What you see is you get to editor where you can just click like, Hey, IP is that, or it contains in that.

If you don't like using that, you can just input the Wireshark syntax directly.

You can do that through the UI or if you prefer using our API or Terraform, everything just works.

I haven't heard a whizzy wig in a long time.

So thanks for the blast from the past. Yeah.

I mean, I think that's the way I think about on the application security side, which is where I'm focused.

The way I think about like, as we add new capabilities to that syntax language, everything we add to it helps make the existing stuff more powerful.

So one of the things that we were able to do on the bot management side, for example, is all the intelligence that the bot team is surfacing, you can use in those firewall rules at layer seven.

And so I'm excited to see kind of what comes to be surfaced to be used in these magic firewall rules at the network layer.

And so if you want to be able to, one of the things we're doing, for example, is gathering and searching and finding all the open SOX proxies on the Internet, right.

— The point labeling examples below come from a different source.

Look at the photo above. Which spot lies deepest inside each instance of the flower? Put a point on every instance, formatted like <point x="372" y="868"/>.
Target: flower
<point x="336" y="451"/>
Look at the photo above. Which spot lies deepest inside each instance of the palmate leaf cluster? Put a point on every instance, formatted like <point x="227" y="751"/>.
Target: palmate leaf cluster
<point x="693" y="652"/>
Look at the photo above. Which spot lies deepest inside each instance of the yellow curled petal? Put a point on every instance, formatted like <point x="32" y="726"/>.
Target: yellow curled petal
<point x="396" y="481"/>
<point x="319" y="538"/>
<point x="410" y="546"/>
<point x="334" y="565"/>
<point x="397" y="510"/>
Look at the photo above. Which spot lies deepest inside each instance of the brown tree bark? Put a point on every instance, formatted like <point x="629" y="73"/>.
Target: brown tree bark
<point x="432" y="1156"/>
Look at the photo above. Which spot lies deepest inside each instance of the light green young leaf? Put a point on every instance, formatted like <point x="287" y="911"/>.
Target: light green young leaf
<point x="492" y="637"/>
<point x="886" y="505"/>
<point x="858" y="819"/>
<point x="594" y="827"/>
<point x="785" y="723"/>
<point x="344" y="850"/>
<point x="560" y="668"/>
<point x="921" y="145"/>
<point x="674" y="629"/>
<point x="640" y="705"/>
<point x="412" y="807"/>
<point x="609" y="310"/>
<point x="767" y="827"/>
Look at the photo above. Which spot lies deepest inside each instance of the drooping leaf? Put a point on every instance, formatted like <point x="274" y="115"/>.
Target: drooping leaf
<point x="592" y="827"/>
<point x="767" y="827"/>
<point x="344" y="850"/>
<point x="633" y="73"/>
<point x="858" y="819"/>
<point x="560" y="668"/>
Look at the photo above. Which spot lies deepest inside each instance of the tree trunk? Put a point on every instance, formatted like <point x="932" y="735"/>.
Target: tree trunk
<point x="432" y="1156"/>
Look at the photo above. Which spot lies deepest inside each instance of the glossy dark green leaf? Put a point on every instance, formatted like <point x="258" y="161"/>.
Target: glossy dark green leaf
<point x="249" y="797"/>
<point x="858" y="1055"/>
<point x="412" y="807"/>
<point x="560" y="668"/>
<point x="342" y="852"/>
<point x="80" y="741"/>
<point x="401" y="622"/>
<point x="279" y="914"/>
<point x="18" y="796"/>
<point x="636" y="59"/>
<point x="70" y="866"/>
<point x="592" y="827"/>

And providing that as a managed list that can be interpolated into those rules.

And so I'm sure there's a lot of roadmap there for you to think about what is actually coming in and integrated in.

And as we work closely with the team side of the Cloudflare business, like a lot of that threat intelligence that they are producing, I have to imagine is going to make its way back into magic firewall, right?

Yeah, for sure. I think with Cloudflare one, the kind of the umbrella product suite that we announced last year, that's very much our vision that regardless of how you connect to Cloudflare, whether it's like a Cloudflare network interconnect, which is a physical plugin, or a GRE tunnel, or IPsec in the future, or even like warp clients today, we want you to be able to apply policy to all of that from one central place.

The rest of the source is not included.